Magnetorheological (MR) fluid dampers are the most promising devices for practical vibration control applications because they have many advantages such as mechanical simplicity, high dynamic range, low power requirements, large force capacity and robustness.
This paper aims to study the dynamical behavior of a linear MR fluid damper through experiments. Also, an efficient and simple model is developed to identify the damping force as a function of the damper velocity, acceleration and applied voltage to the magnetic coil, without using any complicated mathematical or differential equations, which will be very useful for large and complicated applications. The identified parameters of the MR damper are obtained using trial-and-error methodology. The validation is done using the dynamical behaviour of MR damper for both experimentation and simulation, by solving the modified Bouc-Wen (M B-W) model that can predict the dynamical behavior of MR dampers accurately. In the experimental stage, the data are generated through dynamic tests with the damper mounted on a tensile testing machine.

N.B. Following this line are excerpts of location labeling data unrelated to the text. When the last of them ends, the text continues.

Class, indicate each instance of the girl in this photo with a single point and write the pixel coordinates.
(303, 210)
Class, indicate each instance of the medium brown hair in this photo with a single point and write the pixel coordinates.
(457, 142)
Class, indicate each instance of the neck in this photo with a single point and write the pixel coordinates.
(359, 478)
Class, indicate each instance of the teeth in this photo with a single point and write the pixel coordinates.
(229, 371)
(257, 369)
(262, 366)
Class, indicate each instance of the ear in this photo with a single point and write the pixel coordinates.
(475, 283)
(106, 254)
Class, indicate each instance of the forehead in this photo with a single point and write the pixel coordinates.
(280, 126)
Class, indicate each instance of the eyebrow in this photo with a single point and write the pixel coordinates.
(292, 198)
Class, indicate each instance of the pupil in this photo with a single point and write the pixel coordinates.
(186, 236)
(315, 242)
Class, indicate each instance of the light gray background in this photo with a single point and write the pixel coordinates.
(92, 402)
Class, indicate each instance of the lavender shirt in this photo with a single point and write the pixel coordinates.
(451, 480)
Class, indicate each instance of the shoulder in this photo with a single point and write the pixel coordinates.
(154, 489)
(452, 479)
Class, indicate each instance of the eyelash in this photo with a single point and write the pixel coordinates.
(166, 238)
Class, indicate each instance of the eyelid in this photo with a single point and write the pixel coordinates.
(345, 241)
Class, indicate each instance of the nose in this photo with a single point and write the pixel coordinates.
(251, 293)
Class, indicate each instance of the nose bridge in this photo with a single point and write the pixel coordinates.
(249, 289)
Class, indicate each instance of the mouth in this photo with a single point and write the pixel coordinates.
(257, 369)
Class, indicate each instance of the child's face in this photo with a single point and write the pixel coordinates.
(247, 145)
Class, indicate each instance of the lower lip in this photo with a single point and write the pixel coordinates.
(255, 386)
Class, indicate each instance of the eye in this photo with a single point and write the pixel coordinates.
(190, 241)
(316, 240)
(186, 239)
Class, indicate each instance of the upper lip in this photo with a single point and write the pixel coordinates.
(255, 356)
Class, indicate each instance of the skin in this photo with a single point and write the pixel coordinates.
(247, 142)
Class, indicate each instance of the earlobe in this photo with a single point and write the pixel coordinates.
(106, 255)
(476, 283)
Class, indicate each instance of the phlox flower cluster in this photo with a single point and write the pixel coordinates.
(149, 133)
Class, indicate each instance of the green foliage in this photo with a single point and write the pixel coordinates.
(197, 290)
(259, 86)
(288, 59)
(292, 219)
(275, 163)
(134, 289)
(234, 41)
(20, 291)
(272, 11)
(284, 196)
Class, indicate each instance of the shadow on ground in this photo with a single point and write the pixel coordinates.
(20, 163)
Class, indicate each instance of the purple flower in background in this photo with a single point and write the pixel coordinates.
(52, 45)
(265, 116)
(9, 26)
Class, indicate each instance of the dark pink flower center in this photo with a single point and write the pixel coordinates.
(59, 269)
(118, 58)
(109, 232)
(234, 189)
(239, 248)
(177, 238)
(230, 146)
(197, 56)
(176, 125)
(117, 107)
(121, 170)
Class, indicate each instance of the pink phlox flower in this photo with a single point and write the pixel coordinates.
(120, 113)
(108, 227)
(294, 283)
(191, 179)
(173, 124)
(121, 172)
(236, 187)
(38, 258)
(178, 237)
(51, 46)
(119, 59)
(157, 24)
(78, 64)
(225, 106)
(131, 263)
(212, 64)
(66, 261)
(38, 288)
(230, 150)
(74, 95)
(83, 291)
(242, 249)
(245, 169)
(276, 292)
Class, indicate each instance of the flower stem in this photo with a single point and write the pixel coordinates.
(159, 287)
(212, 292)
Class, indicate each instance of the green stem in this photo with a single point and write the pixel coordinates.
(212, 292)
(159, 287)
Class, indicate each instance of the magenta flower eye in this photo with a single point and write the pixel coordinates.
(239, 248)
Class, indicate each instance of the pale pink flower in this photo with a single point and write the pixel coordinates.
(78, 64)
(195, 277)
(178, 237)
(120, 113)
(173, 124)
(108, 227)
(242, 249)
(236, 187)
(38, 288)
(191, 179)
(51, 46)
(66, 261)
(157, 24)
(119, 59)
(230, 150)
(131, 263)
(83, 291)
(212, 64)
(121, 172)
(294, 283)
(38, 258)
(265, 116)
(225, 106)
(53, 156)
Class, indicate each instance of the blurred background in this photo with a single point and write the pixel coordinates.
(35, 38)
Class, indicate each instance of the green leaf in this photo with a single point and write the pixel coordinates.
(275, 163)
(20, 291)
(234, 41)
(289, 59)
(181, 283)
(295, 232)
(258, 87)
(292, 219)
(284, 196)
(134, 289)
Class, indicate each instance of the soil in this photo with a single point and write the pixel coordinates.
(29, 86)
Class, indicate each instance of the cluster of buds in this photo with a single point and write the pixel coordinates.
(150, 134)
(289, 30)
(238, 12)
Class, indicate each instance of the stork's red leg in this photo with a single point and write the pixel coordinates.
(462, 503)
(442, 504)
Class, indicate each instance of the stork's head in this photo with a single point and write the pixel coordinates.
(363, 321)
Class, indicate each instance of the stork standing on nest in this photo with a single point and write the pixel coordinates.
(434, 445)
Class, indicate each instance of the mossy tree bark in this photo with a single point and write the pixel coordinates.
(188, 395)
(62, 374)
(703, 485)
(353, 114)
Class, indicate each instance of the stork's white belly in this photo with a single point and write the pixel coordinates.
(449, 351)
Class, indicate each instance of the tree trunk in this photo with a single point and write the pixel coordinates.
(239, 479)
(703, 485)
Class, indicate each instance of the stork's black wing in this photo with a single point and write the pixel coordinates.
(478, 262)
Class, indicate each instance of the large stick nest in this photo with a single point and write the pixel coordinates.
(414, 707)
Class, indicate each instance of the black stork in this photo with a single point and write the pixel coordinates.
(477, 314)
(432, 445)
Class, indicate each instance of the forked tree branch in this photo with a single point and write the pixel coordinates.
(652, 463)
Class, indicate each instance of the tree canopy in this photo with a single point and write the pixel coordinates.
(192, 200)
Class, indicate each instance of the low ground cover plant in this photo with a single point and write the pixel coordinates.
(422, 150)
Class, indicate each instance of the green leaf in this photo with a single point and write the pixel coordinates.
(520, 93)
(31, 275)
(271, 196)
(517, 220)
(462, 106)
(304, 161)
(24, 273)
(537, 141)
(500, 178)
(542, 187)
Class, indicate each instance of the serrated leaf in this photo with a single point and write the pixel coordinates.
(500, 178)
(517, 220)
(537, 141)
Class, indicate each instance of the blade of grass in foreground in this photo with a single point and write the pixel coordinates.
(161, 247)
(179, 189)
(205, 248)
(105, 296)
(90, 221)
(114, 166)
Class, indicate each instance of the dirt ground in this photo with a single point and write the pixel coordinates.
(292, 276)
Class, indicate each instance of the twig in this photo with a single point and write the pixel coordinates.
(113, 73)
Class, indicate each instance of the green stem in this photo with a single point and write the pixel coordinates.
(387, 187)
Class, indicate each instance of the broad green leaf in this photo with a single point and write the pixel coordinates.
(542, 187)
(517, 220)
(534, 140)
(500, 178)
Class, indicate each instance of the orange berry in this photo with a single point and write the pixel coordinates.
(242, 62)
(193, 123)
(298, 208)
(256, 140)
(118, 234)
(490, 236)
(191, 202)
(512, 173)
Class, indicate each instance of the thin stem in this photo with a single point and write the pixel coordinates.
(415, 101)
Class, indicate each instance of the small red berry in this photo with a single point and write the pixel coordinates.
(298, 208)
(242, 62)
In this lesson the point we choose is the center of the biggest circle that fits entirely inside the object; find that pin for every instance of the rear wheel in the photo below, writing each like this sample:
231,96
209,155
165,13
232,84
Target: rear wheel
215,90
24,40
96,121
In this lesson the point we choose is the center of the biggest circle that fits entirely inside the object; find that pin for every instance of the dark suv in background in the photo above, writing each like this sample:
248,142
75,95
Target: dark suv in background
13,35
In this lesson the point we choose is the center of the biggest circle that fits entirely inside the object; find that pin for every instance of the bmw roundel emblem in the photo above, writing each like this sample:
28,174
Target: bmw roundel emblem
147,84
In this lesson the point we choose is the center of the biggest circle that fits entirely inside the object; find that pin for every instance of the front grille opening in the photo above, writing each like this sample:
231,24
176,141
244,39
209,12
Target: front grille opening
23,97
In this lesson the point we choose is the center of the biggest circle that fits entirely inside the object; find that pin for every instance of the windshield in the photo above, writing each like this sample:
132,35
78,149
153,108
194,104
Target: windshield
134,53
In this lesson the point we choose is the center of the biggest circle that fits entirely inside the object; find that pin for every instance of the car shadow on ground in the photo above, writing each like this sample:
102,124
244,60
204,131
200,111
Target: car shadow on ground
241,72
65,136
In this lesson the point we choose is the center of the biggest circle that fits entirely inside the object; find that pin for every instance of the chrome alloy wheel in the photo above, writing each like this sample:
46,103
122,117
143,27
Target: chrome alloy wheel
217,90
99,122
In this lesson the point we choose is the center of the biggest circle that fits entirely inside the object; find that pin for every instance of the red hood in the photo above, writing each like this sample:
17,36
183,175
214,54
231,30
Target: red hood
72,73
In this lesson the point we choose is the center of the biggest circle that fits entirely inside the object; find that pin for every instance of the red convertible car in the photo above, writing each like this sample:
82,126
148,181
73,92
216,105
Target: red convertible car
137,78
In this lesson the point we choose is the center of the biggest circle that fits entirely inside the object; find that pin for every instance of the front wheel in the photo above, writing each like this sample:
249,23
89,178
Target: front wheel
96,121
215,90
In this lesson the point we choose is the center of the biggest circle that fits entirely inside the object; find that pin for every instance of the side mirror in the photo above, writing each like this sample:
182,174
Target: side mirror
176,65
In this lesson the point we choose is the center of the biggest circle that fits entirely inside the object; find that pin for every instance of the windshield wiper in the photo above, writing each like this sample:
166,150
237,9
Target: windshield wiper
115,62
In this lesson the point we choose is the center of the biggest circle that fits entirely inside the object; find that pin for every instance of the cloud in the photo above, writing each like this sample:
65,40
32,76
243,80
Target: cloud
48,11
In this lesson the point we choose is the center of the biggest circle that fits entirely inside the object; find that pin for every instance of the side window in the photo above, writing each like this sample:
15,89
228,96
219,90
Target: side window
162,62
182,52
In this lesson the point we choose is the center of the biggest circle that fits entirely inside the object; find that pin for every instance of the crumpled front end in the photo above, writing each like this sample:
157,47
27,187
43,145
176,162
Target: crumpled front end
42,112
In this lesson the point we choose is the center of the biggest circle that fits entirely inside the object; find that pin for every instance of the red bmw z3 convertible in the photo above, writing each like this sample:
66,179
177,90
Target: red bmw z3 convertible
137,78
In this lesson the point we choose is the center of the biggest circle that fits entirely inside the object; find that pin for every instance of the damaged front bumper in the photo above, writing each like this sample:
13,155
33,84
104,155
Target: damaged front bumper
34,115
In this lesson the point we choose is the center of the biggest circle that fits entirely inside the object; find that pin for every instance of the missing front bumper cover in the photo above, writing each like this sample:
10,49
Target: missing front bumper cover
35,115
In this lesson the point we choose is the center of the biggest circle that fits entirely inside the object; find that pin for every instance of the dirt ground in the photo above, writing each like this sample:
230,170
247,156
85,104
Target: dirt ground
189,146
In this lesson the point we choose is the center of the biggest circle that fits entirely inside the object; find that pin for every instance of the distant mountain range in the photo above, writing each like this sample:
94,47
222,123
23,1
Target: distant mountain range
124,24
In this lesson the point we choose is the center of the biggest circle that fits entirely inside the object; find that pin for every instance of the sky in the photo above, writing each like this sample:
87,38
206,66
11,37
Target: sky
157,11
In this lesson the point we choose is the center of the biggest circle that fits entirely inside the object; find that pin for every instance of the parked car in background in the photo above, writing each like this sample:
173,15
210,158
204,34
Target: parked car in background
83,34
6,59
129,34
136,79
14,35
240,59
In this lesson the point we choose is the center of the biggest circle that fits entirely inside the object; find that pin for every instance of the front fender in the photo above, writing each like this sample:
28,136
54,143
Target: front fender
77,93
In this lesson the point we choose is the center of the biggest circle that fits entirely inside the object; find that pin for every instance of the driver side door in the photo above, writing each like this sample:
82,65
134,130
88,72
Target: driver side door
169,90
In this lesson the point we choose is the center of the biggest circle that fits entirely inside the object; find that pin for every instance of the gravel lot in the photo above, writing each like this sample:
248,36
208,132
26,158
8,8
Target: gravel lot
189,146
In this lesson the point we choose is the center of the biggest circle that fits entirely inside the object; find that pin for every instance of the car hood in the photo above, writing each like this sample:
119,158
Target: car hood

Validation data sets representing a wide range of working conditions of the damper, under sinusoidal loading, clearly show that the use of the proposed model can reliably represent the dynamical behaviour of MR dampers as a function of known velocity, acceleration and input voltage.
Furthermore, a useful parameter that can be employed to characterize the MR damper is the amount of energy that dissipates in one cycle of MR damper operation. The energy dissipation of the proposed MR damper model and the modified Bouc-Wen model are analyzed and compared to show the effectiveness of the proposed model.